Thursday, May 04, 2006

Stalled Conservatism: What Next?


David Frum writes an essay for one of the CATO Institute websites. Titled Republicans and the Flight of Opportunity, he essentially declares the conservative movement towards reestablishing limited government for the United States has failed. The moment of opportunity is passed as the forces of socialism have blunted true reform of our federal institutions. He is correct and revolutionary restructuring of the welfare state is not going to happen soon.

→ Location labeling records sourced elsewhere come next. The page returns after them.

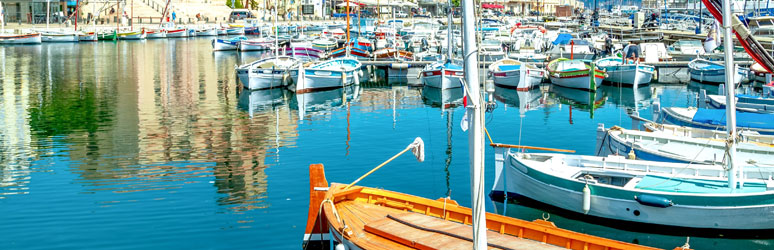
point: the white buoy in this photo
(586, 199)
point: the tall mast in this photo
(730, 96)
(475, 116)
(449, 34)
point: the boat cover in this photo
(745, 120)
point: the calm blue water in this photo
(151, 144)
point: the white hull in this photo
(59, 38)
(207, 32)
(26, 39)
(513, 178)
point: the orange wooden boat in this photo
(370, 218)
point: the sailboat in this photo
(357, 217)
(271, 72)
(444, 74)
(734, 196)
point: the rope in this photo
(441, 232)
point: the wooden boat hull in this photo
(518, 176)
(179, 33)
(138, 35)
(368, 218)
(574, 78)
(523, 78)
(207, 32)
(34, 38)
(235, 31)
(59, 38)
(90, 37)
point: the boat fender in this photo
(653, 201)
(586, 199)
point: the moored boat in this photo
(87, 37)
(131, 35)
(634, 75)
(335, 73)
(272, 72)
(705, 71)
(510, 73)
(32, 38)
(227, 44)
(574, 74)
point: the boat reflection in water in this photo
(526, 100)
(633, 98)
(579, 99)
(254, 101)
(442, 98)
(322, 102)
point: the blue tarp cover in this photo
(745, 120)
(563, 38)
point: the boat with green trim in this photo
(573, 73)
(108, 36)
(672, 194)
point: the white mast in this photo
(475, 116)
(449, 34)
(730, 96)
(48, 12)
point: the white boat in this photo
(715, 119)
(665, 147)
(567, 47)
(705, 71)
(510, 73)
(131, 35)
(686, 50)
(154, 33)
(207, 32)
(227, 44)
(634, 75)
(235, 30)
(638, 191)
(329, 74)
(32, 38)
(176, 33)
(256, 44)
(54, 37)
(266, 73)
(574, 74)
(491, 50)
(443, 75)
(87, 37)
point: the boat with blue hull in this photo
(638, 191)
(227, 44)
(331, 74)
(715, 119)
(747, 103)
(634, 75)
(666, 147)
(705, 71)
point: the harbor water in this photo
(153, 144)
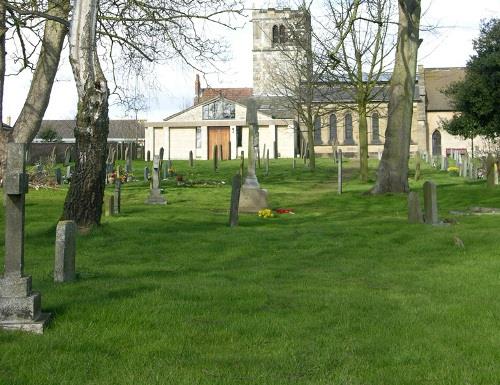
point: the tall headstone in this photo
(117, 194)
(109, 205)
(339, 172)
(252, 197)
(235, 200)
(20, 307)
(430, 203)
(414, 211)
(58, 175)
(64, 264)
(490, 171)
(155, 197)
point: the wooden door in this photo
(218, 136)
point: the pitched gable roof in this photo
(436, 80)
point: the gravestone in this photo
(117, 196)
(155, 197)
(58, 175)
(417, 165)
(430, 203)
(164, 170)
(414, 211)
(252, 197)
(67, 156)
(490, 171)
(20, 307)
(214, 156)
(109, 205)
(339, 172)
(64, 264)
(235, 200)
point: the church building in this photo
(218, 115)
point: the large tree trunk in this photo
(85, 196)
(392, 175)
(363, 143)
(30, 119)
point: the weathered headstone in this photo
(164, 170)
(490, 171)
(118, 194)
(58, 175)
(20, 307)
(235, 200)
(430, 203)
(109, 205)
(414, 211)
(155, 197)
(417, 165)
(339, 172)
(64, 264)
(215, 156)
(252, 197)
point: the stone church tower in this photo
(279, 37)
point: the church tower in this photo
(279, 35)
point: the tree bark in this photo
(363, 143)
(30, 119)
(392, 174)
(85, 196)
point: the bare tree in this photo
(363, 60)
(392, 175)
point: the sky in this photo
(449, 44)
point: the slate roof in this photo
(436, 80)
(119, 129)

The silver lining may be the fact that big money special interests are still the financial engines of both parties and will serve as inertial dampers to the socialist activists on the left in the same way they blunted the momentum of the Reagan revolution. Scattered within blame game criticism and wishful daydreaming in the discussion at Right Wing News, are the seeds of the debate about what to do next. Since I have my own blog I don’t have to be comment number 216 about what happened and what next.

The explanation in a nutshell is that I don’t care how much money the government spends in exactly the same way I don’t care how much Wal-Mart spends or how many dollars, yen, euros, pesos or IOUs are dispersed from ExxonMobile accounts. I care about how much of my money is taken from me without my full affirmative consent.

I cringe whenever science fiction uses the simplistic and overused cliché “reverse the polarity” to fix a problem, but this is exactly what the conservative movement needs to do. Free people want services and they want the sewer systems to work as much as they want electricity to flow into big screen televisions from American TV or Best Buy or even Sears. The way to win voting majorities is to stop fighting the demand for government services and start fighting for the right of individuals to pay for government the same way they pay for everything else, by free choice.

The concept of limited government needs to realign the focus away from the shape of government and towards the role of the individual in society. There is support to be found in the idea that a person has both individual human rights and political citizenship rights. There is fertile ground for policies that affirm there is both an obligation to self and an obligation to others, and society is best served if government allows individuals to retain resources to take care of themselves before demanding they take care of strangers.